Come si svolgono gli affari a Bruxelles

Finalmente, dopo un paio di mesi che li aspettavo, sono arrivati anche a Trieste i documentari di Internazionale.
Ieri sera sono andata a vedere il primo: THE BRUSSELS BUSINESS, di Friedrich Moser e Matthieu Lietaert.
Il lavoro pone degli interrogativi inquietanti su quanto l’Unione Europea sia sede di attività normative istituzionali democratiche, e quanto invece sia influenzata nella sua agenda dai grandi poteri dell’industria e della finanza, che preparano procedure e rapporti a quanto pare poi votati dal Parlamento Europeo in versione identica e copincollata anche negli emendamenti.
Giusta la frase conclusiva sui titoli di coda del documentario: “Esprimi la tua opinione sulle politiche europee“.

Di seguito, la trama del film, tratta dal sito del Miela che ne ha proposto la proiezione all’interno della rassegna MONDOVISIONI di S/Paesati.

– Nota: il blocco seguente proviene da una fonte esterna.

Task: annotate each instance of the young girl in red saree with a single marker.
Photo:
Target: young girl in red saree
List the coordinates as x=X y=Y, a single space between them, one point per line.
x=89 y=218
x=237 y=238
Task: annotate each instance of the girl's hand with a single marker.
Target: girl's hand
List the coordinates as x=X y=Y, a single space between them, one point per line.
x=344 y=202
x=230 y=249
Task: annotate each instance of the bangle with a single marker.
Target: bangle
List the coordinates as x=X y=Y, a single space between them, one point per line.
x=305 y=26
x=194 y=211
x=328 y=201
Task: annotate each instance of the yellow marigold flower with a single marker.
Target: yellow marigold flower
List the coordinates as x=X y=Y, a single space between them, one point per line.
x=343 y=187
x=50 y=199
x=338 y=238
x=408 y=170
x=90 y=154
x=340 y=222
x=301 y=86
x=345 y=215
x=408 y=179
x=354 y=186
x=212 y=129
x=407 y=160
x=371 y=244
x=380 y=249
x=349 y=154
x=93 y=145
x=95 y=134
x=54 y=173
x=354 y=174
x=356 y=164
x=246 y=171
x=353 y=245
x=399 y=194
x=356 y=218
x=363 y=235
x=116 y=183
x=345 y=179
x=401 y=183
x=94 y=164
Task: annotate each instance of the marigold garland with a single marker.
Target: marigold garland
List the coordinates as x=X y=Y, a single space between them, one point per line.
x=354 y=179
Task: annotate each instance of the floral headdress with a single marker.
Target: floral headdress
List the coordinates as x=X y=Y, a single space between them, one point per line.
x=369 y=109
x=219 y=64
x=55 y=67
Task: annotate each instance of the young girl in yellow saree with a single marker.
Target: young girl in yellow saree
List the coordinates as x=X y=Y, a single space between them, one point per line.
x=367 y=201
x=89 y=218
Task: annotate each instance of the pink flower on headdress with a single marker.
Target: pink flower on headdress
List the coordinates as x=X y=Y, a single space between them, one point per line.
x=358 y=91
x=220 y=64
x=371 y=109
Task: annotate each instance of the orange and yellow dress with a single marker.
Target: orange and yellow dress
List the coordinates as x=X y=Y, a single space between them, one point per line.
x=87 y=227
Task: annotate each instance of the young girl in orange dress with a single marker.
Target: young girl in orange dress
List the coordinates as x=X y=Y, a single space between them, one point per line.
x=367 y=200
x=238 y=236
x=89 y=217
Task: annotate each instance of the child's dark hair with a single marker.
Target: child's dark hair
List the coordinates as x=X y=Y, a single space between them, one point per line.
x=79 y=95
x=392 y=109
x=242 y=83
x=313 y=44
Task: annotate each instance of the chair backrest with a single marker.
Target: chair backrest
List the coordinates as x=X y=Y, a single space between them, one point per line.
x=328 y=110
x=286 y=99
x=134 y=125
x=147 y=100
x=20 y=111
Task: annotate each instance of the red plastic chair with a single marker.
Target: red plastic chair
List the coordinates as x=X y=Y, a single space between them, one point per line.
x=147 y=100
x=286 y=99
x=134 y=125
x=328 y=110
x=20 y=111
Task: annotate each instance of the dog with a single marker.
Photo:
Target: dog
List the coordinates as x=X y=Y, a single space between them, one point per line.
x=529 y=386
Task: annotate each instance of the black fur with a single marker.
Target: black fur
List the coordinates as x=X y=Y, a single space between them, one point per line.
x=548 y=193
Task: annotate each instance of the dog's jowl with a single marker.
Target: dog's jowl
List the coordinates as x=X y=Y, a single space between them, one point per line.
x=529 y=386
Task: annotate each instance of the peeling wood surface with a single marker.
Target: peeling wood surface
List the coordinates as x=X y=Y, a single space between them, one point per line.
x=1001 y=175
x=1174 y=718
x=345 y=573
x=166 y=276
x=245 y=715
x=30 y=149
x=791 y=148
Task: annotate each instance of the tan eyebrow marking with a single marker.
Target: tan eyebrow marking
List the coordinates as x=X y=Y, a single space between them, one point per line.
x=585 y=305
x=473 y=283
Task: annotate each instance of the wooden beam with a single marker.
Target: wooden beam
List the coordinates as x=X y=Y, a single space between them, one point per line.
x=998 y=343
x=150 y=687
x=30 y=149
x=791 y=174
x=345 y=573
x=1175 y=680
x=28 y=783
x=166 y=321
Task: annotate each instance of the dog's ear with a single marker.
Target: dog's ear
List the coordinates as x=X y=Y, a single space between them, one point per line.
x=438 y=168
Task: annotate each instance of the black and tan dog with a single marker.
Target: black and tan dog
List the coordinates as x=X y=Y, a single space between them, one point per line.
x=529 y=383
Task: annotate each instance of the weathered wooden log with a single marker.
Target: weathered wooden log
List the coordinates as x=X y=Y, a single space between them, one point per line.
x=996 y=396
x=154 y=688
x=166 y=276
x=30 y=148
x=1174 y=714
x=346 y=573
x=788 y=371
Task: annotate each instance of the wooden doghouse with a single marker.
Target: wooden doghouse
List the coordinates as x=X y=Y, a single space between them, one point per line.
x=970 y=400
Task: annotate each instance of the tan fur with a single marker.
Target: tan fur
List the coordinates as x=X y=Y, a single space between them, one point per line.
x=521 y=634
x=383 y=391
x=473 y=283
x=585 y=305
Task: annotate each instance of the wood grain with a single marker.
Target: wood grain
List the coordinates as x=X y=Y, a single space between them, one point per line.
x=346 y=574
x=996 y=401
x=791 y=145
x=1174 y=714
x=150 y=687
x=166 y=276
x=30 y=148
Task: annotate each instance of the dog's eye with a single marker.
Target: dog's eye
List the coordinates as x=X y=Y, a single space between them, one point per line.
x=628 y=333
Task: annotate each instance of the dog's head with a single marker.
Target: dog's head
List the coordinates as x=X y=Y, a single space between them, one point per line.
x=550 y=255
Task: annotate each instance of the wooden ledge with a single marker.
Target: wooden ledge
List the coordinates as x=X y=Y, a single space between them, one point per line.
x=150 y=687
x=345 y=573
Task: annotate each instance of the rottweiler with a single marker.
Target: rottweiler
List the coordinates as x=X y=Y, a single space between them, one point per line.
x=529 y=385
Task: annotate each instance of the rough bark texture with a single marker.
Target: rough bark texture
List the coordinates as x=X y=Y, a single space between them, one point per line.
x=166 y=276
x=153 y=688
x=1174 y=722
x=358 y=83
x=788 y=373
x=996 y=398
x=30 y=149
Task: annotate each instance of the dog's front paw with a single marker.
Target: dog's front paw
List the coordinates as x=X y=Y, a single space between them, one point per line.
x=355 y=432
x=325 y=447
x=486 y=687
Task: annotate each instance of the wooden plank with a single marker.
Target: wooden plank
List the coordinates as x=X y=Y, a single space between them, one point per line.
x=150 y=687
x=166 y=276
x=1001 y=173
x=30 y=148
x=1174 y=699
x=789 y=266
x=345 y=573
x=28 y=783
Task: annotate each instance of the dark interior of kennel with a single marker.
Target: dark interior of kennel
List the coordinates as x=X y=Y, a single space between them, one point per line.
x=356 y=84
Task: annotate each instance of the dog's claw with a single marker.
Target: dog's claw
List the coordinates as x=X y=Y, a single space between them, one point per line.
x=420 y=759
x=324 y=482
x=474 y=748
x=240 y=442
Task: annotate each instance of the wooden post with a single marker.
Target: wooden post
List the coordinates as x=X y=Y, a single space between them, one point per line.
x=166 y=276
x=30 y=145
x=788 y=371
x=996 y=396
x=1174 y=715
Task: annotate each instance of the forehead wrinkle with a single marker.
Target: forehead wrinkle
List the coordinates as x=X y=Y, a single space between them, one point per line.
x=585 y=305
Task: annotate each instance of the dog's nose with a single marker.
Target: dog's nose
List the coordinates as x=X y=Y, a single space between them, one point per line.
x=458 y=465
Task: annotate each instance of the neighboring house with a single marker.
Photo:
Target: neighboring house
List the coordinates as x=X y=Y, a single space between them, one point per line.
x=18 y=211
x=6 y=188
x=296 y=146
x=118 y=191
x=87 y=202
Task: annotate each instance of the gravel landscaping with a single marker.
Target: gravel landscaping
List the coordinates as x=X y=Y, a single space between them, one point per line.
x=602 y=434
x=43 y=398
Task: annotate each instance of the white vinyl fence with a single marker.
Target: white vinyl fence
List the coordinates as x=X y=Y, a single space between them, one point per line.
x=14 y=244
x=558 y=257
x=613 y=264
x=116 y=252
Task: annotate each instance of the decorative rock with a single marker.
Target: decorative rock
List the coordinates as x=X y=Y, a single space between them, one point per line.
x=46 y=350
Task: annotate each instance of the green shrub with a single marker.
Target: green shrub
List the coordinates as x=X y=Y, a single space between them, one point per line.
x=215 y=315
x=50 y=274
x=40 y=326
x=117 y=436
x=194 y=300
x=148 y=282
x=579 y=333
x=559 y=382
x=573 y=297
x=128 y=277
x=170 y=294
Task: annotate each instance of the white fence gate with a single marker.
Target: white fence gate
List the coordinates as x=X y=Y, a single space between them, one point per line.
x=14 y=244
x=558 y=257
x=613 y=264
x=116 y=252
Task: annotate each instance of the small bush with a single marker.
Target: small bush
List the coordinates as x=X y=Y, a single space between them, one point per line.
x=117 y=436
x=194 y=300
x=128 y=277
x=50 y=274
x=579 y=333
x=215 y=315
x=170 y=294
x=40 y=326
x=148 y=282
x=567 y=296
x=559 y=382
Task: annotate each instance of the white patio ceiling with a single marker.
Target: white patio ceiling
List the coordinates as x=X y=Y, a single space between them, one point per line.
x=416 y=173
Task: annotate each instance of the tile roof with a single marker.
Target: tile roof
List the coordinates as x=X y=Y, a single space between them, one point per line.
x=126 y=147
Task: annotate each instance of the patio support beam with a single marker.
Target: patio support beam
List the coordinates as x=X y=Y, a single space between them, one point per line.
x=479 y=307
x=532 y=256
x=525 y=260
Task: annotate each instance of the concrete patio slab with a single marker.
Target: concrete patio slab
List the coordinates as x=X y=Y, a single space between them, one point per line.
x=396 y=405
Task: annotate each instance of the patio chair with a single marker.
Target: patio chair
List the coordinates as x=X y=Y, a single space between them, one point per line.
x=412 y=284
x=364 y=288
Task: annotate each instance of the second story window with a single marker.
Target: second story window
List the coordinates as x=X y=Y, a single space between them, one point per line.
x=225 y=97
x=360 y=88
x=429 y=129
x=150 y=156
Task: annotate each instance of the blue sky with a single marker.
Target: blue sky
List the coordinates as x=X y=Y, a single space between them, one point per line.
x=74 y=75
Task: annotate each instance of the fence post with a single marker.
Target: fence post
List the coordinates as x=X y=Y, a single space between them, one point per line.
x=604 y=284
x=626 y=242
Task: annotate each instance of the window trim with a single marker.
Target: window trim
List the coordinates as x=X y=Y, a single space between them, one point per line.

Primi anni ’90, due giovani ambiziosi scoprono l’influenza delle lobby, fenomeno che si pensava tipicamente statunitense, nella città sede dell’Unione Europea. Uno è scioccato, comincia a indagare e diventerà il più esperto attivista nel contrasto del lobbismo comunitario. L’altro ne è affascinato, lascia un lavoro sicuro alla Commissione e si lancia in una florida carriera da lobbista. Chi gestisce davvero l’Europa? Un viaggio tra zone d’ombra e corridoi del potere dell’Unione per svelare il ruolo che 15mila lobbisti, strateghi e think tank, reti di potere e interessi hanno nella politica comunitaria, per raccontare la storia non ufficiale dell’integrazione europea e della ristrutturazione neoliberista avviata negli anni ’80, e interrogarsi sullo stato e il destino dell’Unione.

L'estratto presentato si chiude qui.